Mean Wage Disparity by Role

ggplot(combined_df_long, aes(x = Role, y = Salary, fill = Role)) +
  geom_boxplot(outlier.shape = NA) +
  scale_y_continuous(labels = label_number(scale_cut = c(k = 1e3))) +
  theme_minimal() +
  labs(title ="<span style='font-size:20pt;'><b>Database</b></span><span style='font-size:20pt;'> Architects</span> <span style='font-size:20pt;'><b>Earn</b></span> the <span style='font-size:20pt;'><b>Most</b></span><br></br><br></br><b>           -------Followed by Data Scientists</b>", x = "", y = "") +
  theme(
    axis.text.x = element_text(angle = 45, hjust = 1, face='bold', size=10),
    legend.position = 'none',
    plot.title = element_markdown(lineheight = 1.5),
    panel.grid.major.x = element_blank(),  
    panel.grid.minor.x = element_blank(),  
    plot.margin = margin(0.2, 1, 0.5, 1, "cm")
  )

State-by-Role Salary Variations

According to CompTIA’s 2023 State of the Tech Workforce report, Texas,California,Florida, Washington, New York stand out as Top 5 states with tech-related job gain nationwide. We will focus on those state for examining how location impacts salary scales within the tech sector.
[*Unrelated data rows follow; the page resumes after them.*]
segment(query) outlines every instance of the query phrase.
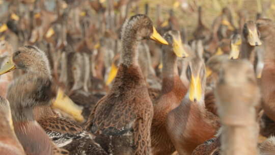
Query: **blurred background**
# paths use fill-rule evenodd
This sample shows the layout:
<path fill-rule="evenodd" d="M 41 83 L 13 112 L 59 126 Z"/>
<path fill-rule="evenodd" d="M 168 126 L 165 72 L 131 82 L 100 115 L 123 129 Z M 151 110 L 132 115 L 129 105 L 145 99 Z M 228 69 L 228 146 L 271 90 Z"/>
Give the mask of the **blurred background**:
<path fill-rule="evenodd" d="M 54 79 L 64 87 L 75 81 L 68 82 L 66 78 L 70 77 L 62 75 L 61 68 L 68 67 L 62 56 L 71 57 L 68 55 L 71 52 L 85 55 L 82 56 L 89 58 L 90 66 L 87 69 L 91 71 L 92 79 L 102 82 L 100 86 L 100 82 L 91 83 L 97 84 L 91 89 L 101 90 L 112 62 L 118 59 L 114 58 L 119 53 L 121 28 L 125 19 L 146 14 L 161 35 L 171 28 L 179 30 L 182 41 L 187 43 L 194 39 L 199 6 L 201 20 L 210 31 L 226 7 L 231 11 L 225 16 L 230 23 L 227 27 L 236 31 L 240 30 L 241 21 L 255 20 L 257 15 L 272 19 L 275 15 L 275 0 L 0 0 L 0 55 L 9 55 L 7 49 L 12 52 L 22 45 L 35 45 L 47 54 Z M 157 70 L 161 53 L 155 49 L 160 46 L 147 42 L 152 67 Z M 77 71 L 74 67 L 70 71 Z"/>

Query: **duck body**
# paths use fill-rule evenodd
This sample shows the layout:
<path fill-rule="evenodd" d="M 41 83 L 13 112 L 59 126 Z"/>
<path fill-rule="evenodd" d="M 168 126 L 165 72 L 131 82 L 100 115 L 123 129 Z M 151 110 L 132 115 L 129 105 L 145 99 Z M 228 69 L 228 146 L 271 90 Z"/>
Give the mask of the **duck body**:
<path fill-rule="evenodd" d="M 50 117 L 44 117 L 38 122 L 52 142 L 69 151 L 70 154 L 107 154 L 94 141 L 93 135 L 72 121 Z"/>
<path fill-rule="evenodd" d="M 275 57 L 273 51 L 275 47 L 273 38 L 275 35 L 275 27 L 273 22 L 269 19 L 260 19 L 256 21 L 256 23 L 265 48 L 264 66 L 262 71 L 260 83 L 263 99 L 262 107 L 265 114 L 274 121 L 275 84 L 273 81 L 275 77 Z"/>
<path fill-rule="evenodd" d="M 176 54 L 182 54 L 184 57 L 187 54 L 180 47 L 172 48 L 177 46 L 175 44 L 182 46 L 180 33 L 169 31 L 165 34 L 164 38 L 170 45 L 163 47 L 162 89 L 160 96 L 153 101 L 154 117 L 151 130 L 153 154 L 171 154 L 175 151 L 166 130 L 166 120 L 168 113 L 179 106 L 187 92 L 179 76 Z"/>
<path fill-rule="evenodd" d="M 169 120 L 174 120 L 168 122 L 168 126 L 174 126 L 168 130 L 174 132 L 169 133 L 180 154 L 191 154 L 198 145 L 216 134 L 219 127 L 218 120 L 205 108 L 185 99 L 168 115 Z M 175 119 L 179 115 L 181 119 Z"/>
<path fill-rule="evenodd" d="M 178 76 L 173 79 L 163 79 L 166 90 L 162 91 L 154 107 L 151 131 L 153 154 L 171 154 L 175 150 L 167 133 L 166 122 L 168 113 L 179 105 L 187 90 Z M 172 90 L 170 87 L 173 87 Z"/>
<path fill-rule="evenodd" d="M 148 127 L 139 128 L 141 126 L 139 125 L 140 123 L 149 124 L 152 121 L 151 118 L 153 116 L 152 101 L 149 96 L 146 83 L 138 66 L 127 67 L 121 64 L 114 83 L 116 85 L 113 85 L 109 93 L 100 99 L 95 107 L 93 113 L 99 114 L 100 117 L 93 118 L 91 122 L 93 123 L 89 128 L 95 135 L 113 136 L 130 141 L 128 147 L 130 148 L 125 151 L 133 153 L 136 146 L 139 144 L 134 142 L 141 140 L 139 138 L 144 138 L 139 137 L 136 133 L 139 131 L 150 133 Z M 121 107 L 123 108 L 123 113 L 117 113 L 121 110 Z M 104 112 L 108 112 L 104 113 Z M 146 147 L 150 145 L 148 143 L 150 142 L 148 138 L 144 140 L 147 143 Z M 144 153 L 146 154 L 148 152 Z"/>
<path fill-rule="evenodd" d="M 39 86 L 41 81 L 44 85 Z M 33 113 L 38 102 L 41 106 L 48 104 L 51 85 L 48 79 L 28 73 L 14 80 L 9 87 L 7 98 L 11 100 L 14 131 L 27 154 L 53 154 L 51 142 Z M 21 94 L 18 91 L 22 91 Z"/>
<path fill-rule="evenodd" d="M 0 96 L 0 153 L 8 155 L 25 154 L 13 128 L 9 102 L 2 96 Z"/>
<path fill-rule="evenodd" d="M 116 138 L 111 142 L 114 154 L 150 153 L 153 108 L 138 63 L 139 41 L 148 38 L 168 44 L 145 15 L 133 16 L 123 24 L 117 74 L 86 123 L 86 130 L 97 136 Z"/>
<path fill-rule="evenodd" d="M 197 51 L 189 61 L 186 72 L 190 82 L 187 92 L 167 116 L 168 133 L 181 155 L 191 154 L 197 146 L 213 138 L 220 126 L 218 118 L 205 108 L 205 66 L 202 56 Z"/>

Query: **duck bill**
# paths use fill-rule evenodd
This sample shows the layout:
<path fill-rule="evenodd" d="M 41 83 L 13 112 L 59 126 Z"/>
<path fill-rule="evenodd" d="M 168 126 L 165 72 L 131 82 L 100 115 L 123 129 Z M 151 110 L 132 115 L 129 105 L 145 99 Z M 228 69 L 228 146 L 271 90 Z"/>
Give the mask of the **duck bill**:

https://www.comptia.org/blog/where-are-tech-jobs-thriving-in-the-u.s-

# Define top states and their abbreviations
top_states <- c("California" = "CA", "Texas" = "TX", "New York" = "NY", 
                "Florida" = "FL", "Washington" = "WA")

# Prepare data, filtering and mutating in one step
top_data <- combined_df_long %>%
  filter(State %in% names(top_states)) %>%
  mutate(State = top_states[State],
         State = factor(State, levels = top_states),
         Role = factor(Role, levels = c("Database Architects", "Data Scientists", 
                                        "Computer Programmers", "Database Administrators", 
                                        "Management Analysts"))) %>%
  arrange(Role, desc(Salary))

# Extract top 2 salaries for annotations
top_salaries <- top_data %>%
  group_by(Role) %>%
  top_n(2, Salary) %>%
  ungroup() %>%
  mutate(SalaryFormatted = paste0(round(Salary / 1000, 0), "k"))

# Create heatmap with reordered roles and states, and annotations
heatmap_plot <- ggplot(top_data, aes(x = Role, y = State, fill = Salary)) +
  geom_tile() +
  scale_fill_gradient(low = "lavender", high = "blue", 
                      breaks = range(top_data$Salary), labels = c("Lowest", "Highest"),
                      guide = guide_colorbar(
      title = "Mean Salary", 
      title.position = "top",  # Position the title at the top of the legend bar
      title.hjust = 0.5  # Center the title horizontally
    )) +
  geom_text(data = top_salaries, aes(label = SalaryFormatted), color = "white", 
            size = 5, fontface = "bold", vjust = 0) +
  labs(title = "<b style='font-size:20pt;'>CA/WA</b> Lead for <b style='font-size:18pt;'>Architect & Scientist</b> Roles,<br><b style='font-size:20pt;'>NY</b> Leads for <b style='font-size:16pt;'>Analysts</b>", 
       x = "", y = "") +
  theme_minimal() +
  theme(axis.text.x = element_text(angle = 45, hjust = 1,face='bold', size=10),
        plot.title = element_markdown(lineheight = 2, hjust = 1),
        legend.position = "bottom",
        axis.text.y = element_text(color = "black"))

print(heatmap_plot)

Conclusion

  • Data Architects and Scientists lead in earnings, with CA and WA (west coast) dominating in pay across four key tech roles.
  • NY (east coast) tops for Management Analysts, highlighting its broad industry demand.